Con una comunicazione diffusa nelle ultime ore, la Rai ha chiarito: “In riferimento ai recenti articoli apparsi sugli organi di informazione su un presunto ritorno di Piero Marrazzo con un programma dal titolo Le verità nascoste su Rai3, ci corre l’obbligo di smentire tale circostanza”. Il nome di Piero Marrazzo, precisa la nota, “è stato solo una delle ipotesi nell’ambito di una cerchia molto vasta di possibili conduttori”.

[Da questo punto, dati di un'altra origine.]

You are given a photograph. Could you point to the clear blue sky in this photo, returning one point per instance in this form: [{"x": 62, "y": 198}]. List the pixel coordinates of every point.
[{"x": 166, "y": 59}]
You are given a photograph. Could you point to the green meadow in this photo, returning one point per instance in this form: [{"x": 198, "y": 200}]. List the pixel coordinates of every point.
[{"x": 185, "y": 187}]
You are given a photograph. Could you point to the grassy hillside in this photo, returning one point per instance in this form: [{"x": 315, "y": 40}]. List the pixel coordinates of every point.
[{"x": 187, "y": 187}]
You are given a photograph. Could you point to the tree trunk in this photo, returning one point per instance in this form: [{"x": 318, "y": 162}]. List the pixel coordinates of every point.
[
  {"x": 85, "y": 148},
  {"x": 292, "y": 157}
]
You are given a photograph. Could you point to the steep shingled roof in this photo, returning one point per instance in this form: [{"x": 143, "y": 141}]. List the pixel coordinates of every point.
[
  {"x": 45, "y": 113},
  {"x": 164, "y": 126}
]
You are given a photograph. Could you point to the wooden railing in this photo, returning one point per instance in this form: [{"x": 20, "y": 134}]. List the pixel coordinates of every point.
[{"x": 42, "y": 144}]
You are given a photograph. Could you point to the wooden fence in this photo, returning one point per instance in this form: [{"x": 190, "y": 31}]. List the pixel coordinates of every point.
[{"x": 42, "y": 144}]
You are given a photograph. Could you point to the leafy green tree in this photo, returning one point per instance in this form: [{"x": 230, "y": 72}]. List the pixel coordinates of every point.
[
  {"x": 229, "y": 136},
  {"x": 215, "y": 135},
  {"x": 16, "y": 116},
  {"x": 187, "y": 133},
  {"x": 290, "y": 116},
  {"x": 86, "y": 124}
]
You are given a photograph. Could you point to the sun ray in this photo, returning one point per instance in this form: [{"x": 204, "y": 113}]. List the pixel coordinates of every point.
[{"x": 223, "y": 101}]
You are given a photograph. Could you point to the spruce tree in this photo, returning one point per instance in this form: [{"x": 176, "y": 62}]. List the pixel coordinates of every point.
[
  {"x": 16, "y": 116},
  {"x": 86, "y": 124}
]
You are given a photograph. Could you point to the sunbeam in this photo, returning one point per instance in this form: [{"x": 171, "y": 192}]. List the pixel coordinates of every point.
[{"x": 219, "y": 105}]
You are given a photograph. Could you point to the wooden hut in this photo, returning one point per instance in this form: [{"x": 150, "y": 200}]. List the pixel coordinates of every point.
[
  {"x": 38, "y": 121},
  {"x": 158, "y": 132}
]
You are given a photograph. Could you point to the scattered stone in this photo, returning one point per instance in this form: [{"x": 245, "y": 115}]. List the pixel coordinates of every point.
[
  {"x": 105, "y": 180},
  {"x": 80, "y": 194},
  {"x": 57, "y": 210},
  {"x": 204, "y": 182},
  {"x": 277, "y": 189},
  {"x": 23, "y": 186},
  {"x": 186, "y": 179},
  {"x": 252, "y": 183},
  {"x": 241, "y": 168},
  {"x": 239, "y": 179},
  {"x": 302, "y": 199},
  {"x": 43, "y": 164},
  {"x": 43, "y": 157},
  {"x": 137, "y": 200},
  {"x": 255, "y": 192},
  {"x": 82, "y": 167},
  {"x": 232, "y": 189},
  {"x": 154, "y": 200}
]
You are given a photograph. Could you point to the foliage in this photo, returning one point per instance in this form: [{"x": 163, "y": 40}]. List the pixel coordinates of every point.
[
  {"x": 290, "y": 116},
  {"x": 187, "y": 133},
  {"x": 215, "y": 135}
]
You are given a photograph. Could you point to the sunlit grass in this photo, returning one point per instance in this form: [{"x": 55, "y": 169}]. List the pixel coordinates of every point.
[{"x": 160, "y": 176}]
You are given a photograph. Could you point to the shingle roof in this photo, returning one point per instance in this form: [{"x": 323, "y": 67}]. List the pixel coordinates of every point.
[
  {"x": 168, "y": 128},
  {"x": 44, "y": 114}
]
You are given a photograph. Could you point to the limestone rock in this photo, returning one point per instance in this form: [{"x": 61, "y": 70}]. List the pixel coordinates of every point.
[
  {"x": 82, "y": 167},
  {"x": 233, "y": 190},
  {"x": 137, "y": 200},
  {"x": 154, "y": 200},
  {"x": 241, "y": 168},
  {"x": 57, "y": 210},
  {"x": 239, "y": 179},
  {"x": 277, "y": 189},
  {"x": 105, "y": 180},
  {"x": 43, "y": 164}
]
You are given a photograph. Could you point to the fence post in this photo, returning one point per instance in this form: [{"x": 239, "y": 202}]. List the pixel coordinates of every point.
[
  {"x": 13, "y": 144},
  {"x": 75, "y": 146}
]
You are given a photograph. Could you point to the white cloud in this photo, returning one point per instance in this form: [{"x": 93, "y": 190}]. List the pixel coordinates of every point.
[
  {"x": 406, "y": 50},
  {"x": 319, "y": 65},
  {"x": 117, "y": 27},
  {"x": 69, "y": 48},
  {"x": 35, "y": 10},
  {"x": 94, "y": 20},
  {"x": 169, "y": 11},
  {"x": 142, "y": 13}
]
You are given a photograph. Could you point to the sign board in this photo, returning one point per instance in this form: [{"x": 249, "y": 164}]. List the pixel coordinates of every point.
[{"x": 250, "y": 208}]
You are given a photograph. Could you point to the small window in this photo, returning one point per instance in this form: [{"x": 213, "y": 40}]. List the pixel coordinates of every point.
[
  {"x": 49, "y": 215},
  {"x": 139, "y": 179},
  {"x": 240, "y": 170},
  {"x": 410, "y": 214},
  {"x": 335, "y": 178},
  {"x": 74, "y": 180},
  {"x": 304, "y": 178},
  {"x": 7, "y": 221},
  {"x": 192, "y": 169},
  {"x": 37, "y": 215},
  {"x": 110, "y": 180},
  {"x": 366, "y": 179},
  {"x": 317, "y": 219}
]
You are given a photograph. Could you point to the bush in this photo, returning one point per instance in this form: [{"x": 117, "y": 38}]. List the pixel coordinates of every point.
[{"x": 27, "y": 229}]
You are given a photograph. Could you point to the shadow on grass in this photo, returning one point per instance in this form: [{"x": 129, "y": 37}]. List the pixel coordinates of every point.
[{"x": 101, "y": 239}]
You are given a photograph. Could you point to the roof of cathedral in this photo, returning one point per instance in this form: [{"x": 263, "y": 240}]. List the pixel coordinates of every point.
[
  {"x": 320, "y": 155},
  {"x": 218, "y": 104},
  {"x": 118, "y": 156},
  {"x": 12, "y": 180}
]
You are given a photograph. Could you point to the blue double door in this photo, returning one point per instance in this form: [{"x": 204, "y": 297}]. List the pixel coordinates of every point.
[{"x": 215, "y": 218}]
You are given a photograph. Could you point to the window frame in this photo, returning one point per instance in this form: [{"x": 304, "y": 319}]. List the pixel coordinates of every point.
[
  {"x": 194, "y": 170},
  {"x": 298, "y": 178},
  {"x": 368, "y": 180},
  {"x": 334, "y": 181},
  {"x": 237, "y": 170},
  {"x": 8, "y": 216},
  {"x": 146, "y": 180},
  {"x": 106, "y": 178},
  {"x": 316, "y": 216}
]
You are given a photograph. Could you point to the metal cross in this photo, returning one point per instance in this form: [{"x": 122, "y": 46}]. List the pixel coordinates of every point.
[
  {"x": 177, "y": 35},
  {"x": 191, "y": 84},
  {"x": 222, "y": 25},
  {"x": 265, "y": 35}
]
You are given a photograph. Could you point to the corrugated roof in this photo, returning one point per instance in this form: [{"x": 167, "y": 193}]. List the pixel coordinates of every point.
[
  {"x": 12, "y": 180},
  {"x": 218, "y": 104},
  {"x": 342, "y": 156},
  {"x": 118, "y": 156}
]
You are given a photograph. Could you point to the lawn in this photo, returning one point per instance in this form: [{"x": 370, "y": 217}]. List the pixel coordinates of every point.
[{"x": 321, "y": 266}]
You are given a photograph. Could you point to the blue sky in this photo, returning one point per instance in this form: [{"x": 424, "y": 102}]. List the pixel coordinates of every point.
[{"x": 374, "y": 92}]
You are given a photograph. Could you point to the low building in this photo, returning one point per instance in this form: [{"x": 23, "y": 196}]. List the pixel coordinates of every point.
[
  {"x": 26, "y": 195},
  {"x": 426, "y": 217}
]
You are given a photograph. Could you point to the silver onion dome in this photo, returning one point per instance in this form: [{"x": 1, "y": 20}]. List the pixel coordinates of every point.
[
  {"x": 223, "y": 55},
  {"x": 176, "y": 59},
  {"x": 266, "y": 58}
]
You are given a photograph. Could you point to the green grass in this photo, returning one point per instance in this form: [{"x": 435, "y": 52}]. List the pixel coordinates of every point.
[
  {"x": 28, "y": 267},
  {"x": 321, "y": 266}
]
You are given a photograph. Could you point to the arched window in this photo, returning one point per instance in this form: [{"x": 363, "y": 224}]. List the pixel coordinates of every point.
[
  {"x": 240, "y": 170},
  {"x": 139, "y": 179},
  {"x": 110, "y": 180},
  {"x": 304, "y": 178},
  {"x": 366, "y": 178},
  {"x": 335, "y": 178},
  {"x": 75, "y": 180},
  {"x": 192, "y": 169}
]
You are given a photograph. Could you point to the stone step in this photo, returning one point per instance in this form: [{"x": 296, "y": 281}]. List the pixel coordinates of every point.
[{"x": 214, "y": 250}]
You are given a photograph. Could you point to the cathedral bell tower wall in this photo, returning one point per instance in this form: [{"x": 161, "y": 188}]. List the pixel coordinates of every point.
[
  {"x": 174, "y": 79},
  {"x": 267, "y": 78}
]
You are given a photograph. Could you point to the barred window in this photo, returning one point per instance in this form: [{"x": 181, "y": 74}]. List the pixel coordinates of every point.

Al momento, dunque, non ci sono certezze. La Rai non esclude che un progetto sia in fase di sviluppo, ma sottolinea che né il format né il conduttore sono stati scelti. In questo quadro, anche il coinvolgimento di Piero Marrazzo resta solo una possibilità tra le tante, senza alcuna conferma ufficiale.

Intanto però non mancano le polemiche. “Lo tengono fuori perché scomodo”, commenta qualcuno sui social senza specificare meglio. Resta comunque il peso di un nome che, nel panorama televisivo e politico italiano, non passa inosservato. Un eventuale ritorno di Piero Marrazzo su Rai3 riaprirebbe inevitabilmente il confronto sugli equilibri del servizio pubblico, soprattutto in un contesto in cui la rete continua a ospitare programmi come Report e Presa Diretta, spesso al centro del dibattito politico.